- Bazley Bazley
- Coordinates: 30°26′0″S 30°39′0″E﻿ / ﻿30.43333°S 30.65000°E
- Country: South Africa
- Province: KwaZulu-Natal
- District: Ugu
- Municipality: Umdoni

Area
- • Total: 1.65 km^{2} (0.64 sq mi)

Population (2011)
- • Total: 268
- • Density: 162/km^{2} (421/sq mi)

Racial makeup (2011)
- • Black African: 32.0%
- • Coloured: 1.5%
- • White: 66.5%

First languages (2011)
- • English: 61.9%
- • Zulu: 23.5%
- • Afrikaans: 6.7%
- • Xhosa: 5.2%
- • Other: 2.6%
- Time zone: UTC+2 (SAST)

= Bazley, South Africa =

Bazley or Bazley Beach is a residential beach town along the KwaZulu-Natal South Coast, south of Durban.

It was named after John Bazley, an engineer and Byrne Settler whose son William successfully opened the Mzimkulu River mouth for shipping in the 1880s, at the place now known as Port Shepstone.

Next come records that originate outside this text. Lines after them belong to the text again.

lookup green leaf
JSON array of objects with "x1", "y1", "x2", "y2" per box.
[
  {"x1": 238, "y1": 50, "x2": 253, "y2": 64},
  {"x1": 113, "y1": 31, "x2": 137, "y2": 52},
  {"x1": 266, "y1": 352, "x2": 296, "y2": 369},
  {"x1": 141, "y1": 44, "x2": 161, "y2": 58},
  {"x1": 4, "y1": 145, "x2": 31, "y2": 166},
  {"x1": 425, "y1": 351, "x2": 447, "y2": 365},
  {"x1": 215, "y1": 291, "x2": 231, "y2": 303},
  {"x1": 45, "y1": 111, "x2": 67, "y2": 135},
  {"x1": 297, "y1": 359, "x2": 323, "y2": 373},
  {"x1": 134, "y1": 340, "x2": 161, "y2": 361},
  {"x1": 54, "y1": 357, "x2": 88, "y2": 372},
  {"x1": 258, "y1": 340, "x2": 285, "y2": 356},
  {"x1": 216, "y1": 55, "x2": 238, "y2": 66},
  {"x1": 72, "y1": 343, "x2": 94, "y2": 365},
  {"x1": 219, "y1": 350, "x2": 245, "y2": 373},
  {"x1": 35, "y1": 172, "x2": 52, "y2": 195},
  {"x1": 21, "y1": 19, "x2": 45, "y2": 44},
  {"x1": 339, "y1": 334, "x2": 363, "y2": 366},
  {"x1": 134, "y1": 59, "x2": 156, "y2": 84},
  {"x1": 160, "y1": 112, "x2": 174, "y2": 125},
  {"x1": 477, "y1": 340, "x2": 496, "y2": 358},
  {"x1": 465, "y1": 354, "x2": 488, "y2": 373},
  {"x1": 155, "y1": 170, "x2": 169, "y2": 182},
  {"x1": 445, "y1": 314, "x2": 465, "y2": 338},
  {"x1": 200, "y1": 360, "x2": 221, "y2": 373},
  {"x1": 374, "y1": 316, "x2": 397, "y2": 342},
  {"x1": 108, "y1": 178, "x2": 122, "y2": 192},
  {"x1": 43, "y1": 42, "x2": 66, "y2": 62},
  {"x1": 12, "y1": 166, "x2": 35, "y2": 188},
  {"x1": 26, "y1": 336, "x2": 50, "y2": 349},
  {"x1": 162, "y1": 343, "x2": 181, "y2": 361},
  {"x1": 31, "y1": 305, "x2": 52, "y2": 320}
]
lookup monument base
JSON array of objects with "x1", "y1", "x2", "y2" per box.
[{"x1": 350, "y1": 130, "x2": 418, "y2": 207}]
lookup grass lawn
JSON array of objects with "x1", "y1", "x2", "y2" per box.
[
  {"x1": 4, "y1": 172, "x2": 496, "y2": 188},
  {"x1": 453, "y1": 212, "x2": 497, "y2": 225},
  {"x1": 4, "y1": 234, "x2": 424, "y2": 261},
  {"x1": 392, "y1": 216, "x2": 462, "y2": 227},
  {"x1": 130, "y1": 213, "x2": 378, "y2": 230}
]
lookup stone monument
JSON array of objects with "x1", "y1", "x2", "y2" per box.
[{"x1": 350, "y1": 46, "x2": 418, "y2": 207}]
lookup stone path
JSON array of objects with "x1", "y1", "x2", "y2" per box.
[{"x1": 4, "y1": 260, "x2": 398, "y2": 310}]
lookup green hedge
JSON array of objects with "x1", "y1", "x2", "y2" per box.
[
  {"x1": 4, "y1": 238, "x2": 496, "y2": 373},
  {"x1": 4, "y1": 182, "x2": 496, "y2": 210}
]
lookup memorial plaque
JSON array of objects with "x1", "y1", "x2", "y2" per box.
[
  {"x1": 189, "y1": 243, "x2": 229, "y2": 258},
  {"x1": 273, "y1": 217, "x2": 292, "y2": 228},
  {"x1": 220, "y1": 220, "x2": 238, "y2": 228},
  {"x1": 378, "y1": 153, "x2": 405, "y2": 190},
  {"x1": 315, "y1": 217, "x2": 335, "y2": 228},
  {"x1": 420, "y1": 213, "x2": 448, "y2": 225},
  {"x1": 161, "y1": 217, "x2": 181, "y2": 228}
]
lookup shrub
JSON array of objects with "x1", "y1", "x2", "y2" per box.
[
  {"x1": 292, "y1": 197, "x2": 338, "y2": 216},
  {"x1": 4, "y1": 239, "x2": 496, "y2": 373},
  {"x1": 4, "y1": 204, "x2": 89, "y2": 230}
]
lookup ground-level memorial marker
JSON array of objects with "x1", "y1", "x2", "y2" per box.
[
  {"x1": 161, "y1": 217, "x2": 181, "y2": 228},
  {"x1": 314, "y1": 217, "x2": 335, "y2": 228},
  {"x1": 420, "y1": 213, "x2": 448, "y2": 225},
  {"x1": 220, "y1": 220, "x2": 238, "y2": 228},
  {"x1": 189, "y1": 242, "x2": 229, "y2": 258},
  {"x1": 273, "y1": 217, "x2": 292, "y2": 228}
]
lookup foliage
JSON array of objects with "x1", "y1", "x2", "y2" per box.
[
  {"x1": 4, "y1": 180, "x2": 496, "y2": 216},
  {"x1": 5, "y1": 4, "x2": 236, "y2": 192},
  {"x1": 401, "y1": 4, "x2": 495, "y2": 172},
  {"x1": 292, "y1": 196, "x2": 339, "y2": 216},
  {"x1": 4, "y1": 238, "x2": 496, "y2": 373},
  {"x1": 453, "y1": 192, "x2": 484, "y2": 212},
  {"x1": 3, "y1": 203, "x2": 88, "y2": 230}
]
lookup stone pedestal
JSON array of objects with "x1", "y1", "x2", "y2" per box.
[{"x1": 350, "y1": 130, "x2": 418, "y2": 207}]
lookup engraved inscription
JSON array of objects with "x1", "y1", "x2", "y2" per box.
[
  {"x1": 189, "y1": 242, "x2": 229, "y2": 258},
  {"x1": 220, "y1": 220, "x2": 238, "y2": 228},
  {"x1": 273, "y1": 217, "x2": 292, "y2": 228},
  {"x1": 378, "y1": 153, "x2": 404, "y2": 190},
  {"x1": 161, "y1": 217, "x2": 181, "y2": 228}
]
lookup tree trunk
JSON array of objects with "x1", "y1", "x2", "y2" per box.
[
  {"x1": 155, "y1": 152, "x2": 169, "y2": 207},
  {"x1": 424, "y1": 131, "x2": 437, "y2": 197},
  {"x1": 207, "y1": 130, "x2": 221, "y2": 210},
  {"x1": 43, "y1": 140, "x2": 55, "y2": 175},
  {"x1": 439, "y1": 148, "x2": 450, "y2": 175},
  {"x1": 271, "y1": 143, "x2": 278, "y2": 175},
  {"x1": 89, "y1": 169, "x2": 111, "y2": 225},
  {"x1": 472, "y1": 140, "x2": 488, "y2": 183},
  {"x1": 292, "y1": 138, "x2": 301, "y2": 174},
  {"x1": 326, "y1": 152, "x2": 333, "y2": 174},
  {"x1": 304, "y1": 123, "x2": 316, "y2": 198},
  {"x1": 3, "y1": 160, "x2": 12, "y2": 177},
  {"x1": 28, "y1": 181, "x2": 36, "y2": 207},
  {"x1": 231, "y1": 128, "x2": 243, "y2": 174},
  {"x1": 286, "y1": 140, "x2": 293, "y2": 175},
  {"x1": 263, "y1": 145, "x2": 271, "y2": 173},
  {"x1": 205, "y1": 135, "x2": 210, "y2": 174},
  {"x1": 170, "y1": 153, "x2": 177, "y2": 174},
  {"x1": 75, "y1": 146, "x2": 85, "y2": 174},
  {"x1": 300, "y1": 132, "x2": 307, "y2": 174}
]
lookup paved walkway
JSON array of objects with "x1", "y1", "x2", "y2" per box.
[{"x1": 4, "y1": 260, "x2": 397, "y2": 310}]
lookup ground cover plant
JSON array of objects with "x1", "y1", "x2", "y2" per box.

John Bazley first arrived in the area in 1859 and set up camp on the banks of the Ifafa River. After a fairly good start, his farming activities grew and he was granted(by who????)612 acre of land for sugar farming. He worked hard and prospered. Within two years, he had established a sugar mill.

Today, Bazley is a quiet and tranquil cove for lazy days on the beach and destressing. It is only accessible from the Sezela motorway turn-off.